These clusters form the units of the next layer and are connected to the units in the previous layer. We assume that each unit from an earlier layer corresponds to some region of the input image and these units are grouped into filter banks. In the lower layers (the ones close to the input) correlated units would concentrate in local regions. Thus, we would end up with a lot of clusters concentrated in a single region and they can be covered by a layer of 1×1 convolutions in the next layer, as suggested in [12]. However, one can also expect that there will be a smaller number of more spatially spread out clusters that can be covered by convolutions over larger patches, and there will be a decreasing number of patches over larger and larger regions.

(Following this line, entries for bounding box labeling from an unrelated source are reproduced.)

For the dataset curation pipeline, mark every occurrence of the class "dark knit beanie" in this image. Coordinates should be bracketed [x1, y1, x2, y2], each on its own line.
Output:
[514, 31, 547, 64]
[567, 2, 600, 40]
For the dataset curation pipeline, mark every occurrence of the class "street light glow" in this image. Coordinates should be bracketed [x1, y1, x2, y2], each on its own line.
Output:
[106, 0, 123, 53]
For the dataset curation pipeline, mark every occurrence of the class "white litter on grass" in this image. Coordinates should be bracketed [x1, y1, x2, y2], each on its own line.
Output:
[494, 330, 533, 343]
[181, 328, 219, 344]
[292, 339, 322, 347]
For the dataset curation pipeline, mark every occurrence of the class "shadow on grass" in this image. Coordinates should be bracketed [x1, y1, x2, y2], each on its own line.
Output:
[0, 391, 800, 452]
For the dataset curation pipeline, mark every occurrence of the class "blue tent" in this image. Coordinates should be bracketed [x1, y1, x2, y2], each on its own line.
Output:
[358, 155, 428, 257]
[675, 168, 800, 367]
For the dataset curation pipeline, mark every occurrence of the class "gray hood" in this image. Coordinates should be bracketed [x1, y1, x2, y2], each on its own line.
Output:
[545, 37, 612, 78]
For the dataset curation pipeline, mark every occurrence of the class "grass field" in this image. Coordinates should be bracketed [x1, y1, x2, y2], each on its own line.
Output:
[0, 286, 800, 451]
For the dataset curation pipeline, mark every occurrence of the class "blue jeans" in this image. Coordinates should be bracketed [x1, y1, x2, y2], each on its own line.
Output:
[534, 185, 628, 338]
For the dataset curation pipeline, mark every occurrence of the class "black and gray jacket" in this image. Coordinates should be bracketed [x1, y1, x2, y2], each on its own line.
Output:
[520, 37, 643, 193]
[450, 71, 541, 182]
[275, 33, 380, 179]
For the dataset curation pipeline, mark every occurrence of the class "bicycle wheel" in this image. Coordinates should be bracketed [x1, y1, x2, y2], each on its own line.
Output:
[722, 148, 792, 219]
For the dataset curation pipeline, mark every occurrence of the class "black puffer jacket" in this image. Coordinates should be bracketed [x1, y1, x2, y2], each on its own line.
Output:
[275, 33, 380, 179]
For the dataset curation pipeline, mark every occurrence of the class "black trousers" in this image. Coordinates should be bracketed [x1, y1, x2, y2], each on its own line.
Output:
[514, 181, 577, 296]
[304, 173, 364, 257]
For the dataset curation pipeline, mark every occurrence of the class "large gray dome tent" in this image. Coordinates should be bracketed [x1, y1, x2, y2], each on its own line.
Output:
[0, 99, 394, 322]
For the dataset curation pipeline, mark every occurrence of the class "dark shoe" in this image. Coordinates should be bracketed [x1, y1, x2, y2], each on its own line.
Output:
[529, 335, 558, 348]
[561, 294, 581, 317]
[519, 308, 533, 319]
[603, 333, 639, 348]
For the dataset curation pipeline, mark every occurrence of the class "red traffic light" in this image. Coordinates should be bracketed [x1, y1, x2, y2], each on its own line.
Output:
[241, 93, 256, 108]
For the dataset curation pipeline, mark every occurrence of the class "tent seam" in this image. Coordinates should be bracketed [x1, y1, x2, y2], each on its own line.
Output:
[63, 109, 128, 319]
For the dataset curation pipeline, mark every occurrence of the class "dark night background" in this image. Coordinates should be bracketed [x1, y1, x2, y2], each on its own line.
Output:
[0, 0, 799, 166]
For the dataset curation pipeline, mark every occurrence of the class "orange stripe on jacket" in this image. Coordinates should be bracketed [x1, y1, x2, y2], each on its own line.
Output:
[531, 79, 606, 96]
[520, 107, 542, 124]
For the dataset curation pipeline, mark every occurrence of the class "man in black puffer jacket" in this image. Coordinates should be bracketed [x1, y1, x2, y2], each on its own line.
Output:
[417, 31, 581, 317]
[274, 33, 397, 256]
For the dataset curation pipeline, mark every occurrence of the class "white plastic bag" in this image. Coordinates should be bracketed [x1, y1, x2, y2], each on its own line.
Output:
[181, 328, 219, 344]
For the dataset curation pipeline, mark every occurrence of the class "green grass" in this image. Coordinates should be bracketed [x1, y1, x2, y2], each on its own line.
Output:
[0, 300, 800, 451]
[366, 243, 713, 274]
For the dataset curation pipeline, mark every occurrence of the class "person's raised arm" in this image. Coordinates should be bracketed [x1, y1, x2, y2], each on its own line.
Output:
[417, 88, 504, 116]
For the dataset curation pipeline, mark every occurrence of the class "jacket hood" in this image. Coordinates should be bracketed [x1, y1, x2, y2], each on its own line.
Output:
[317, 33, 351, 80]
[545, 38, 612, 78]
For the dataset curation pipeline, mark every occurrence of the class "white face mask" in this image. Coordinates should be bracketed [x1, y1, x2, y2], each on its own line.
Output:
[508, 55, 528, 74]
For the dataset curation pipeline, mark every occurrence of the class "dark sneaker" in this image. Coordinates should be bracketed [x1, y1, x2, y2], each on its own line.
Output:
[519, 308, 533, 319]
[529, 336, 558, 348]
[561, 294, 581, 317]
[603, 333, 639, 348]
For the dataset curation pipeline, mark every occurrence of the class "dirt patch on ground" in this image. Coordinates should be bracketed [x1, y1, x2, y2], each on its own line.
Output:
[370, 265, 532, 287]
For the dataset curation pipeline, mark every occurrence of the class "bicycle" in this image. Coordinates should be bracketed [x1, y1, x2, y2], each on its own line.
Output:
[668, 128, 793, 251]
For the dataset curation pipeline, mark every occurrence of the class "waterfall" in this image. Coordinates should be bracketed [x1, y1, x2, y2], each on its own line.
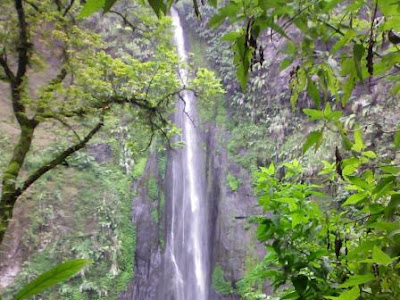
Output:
[160, 8, 208, 300]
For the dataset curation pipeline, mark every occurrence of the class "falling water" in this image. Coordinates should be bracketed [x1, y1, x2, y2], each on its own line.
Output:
[160, 9, 208, 300]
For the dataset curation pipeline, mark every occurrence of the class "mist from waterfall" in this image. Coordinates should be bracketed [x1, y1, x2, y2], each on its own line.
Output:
[159, 8, 208, 300]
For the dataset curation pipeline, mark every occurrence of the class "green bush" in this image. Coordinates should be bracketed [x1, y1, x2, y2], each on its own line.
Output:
[226, 173, 242, 192]
[132, 157, 147, 180]
[211, 266, 233, 296]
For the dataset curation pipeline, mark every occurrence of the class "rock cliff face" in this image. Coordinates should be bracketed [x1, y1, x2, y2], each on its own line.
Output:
[120, 8, 264, 300]
[120, 120, 264, 300]
[120, 153, 162, 299]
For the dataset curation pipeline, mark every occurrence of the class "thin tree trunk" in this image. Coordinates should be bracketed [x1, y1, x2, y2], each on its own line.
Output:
[0, 125, 36, 244]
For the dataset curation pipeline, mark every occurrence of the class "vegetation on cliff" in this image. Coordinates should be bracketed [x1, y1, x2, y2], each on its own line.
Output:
[0, 0, 400, 300]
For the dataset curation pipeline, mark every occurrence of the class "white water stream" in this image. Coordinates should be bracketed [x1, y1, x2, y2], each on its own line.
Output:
[166, 9, 208, 300]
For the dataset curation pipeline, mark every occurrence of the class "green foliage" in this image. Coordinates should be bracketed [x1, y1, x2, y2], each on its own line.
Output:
[132, 157, 147, 180]
[14, 259, 91, 300]
[211, 266, 233, 296]
[226, 173, 242, 192]
[253, 155, 400, 299]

In order to avoid patch-alignment issues, current incarnations of the Inception architecture are restricted to filter sizes 1×1, 3×3 and 5×5; this decision was based more on convenience rather than necessity. It also means that the suggested architecture is a combination of all those layers with their output filter banks concatenated into a single output vector forming the input of the next stage. Additionally, since pooling operations have been essential for the success of current convolutional networks, it suggests that adding an alternative parallel pooling path in each such stage should have additional beneficial effect, too (see Figure 2(a)).
#這些聚類形成下一層的單元並與上一層相連。我們假設前一層中每個單元與輸入影象的某個區域相關,這些單元被分到濾波器組。低層級卷積層(接近輸入層)相互關聯的單元將會聚集在區域性區域。因此,最終我們將會形成一個很多聚類的區域性區域,同時他們可以被下一層的11個卷積所包含,如[12]所述,但是人們也會期待.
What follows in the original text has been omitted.